Benzofuran-2-carbaldehyde (8), diethyl benzylphosphonate (14), benzofuran-2-ylboronic acid (10), 5-bromofuran-2-carbaldehyde (11), benzofuran-2(3H)-one (15), and 2-phenylacetonitrile (13) were purchased from either Aldrich or Jansen and they were used as received.

Spectroscopy

The emission spectra were recorded on a combined steady-state/time-resolved spectrometer with a double excitation and emission monochromator. Samples for solution analyses were prepared with an absorbance <0.05 at the corresponding excitation. The solutions were purged with nitrogen for at least 20 min to remove the dissolved oxygen. They were then sealed with a screw top with a Teflon-coated septum. The absolute quantum yields were measured with an integrating sphere. The absorptions of the solution samples were referenced against the scattering peak of the solvent at the corresponding excitation wavelength. The measurements were done with a minimum dwell time/wavelength of 1 s, measured at 1 nm intervals, and averaged over three scans. For the solid-state absolute quantum yields, crystals of the given compound were deposited on a rectangular quartz slide and caution was taken to neither compress nor disrupt the crystalline structure. The excitation beam was focused on the sample and the sample was irradiated with the entire beam.
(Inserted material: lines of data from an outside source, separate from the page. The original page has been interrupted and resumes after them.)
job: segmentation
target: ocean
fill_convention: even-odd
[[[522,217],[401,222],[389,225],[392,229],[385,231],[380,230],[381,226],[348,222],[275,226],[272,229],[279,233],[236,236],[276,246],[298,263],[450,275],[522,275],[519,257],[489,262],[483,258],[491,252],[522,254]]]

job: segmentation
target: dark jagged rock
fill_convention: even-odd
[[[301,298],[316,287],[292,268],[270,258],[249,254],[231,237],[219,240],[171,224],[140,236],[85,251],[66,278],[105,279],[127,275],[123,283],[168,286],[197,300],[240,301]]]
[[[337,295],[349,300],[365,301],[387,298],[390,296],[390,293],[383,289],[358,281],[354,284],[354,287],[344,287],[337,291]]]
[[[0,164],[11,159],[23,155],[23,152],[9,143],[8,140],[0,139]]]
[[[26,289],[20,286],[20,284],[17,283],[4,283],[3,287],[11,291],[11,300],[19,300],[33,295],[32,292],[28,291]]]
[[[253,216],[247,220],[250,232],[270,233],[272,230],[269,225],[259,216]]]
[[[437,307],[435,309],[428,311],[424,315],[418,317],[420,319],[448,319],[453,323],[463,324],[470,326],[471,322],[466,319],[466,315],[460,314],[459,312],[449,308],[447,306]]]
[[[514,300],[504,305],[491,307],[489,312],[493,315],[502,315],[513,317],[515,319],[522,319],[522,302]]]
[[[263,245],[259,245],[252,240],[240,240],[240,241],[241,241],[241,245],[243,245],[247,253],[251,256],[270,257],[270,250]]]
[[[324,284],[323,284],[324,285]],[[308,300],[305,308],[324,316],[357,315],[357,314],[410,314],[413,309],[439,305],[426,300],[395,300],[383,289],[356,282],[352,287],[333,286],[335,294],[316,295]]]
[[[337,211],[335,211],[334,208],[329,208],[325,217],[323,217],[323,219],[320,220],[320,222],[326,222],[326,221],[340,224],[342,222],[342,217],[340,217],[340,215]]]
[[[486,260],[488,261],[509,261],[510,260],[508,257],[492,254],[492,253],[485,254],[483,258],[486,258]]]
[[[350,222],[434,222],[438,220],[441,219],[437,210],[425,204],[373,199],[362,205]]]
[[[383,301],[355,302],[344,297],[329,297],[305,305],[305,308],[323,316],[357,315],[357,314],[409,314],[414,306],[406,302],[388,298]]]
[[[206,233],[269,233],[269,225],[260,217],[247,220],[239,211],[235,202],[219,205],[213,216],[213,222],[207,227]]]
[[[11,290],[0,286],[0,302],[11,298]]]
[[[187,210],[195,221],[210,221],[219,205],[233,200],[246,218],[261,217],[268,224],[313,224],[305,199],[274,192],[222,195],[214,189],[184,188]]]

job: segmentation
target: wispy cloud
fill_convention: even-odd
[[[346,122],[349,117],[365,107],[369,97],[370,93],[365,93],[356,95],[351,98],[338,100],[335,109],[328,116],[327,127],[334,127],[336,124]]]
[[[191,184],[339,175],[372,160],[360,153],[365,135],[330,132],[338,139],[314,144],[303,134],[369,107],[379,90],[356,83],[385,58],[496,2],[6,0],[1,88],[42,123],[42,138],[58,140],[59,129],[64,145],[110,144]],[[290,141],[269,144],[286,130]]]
The sample emission from indirect light absorption in the sphere was factored into the absolute quantum yield calculation according to known means.[23] The excitation wavelength used for solution and solid-state emissions of 1–7 were respectively 350/350, 380/420, 320/340, 330/350, 380/400, 350/380, and 440/440 nm.

Excited-state lifetimes were calculated by single-photon time-correlated spectroscopy using a multi-channel plate time-resolved detector and exciting with a ps-laser diode. The instrument response frequency was determined by scattering the ps-laser diode excitation beam with a solid Teflon prism. The solid-state lifetimes were acquired with a thin film of the sample spread over a quartz slide. The slide was positioned at 45° to the excitation beam and the emission detector. The lifetimes were obtained by fitting either for a mono- or bifunctional decay function, whichever gave the best correlation of χ2 < 1.4.

Synthesis

The synthetic pathway and the characterization of the compounds 1–7 are presented in the Supporting Information.

Structure Refinement and Crystal Data

Single crystals suitable for X-ray diffraction analyses were obtained for all the compounds by the slow evaporation of ethanol–chloroform solution. The data collection details are found in Tables S1 and S2.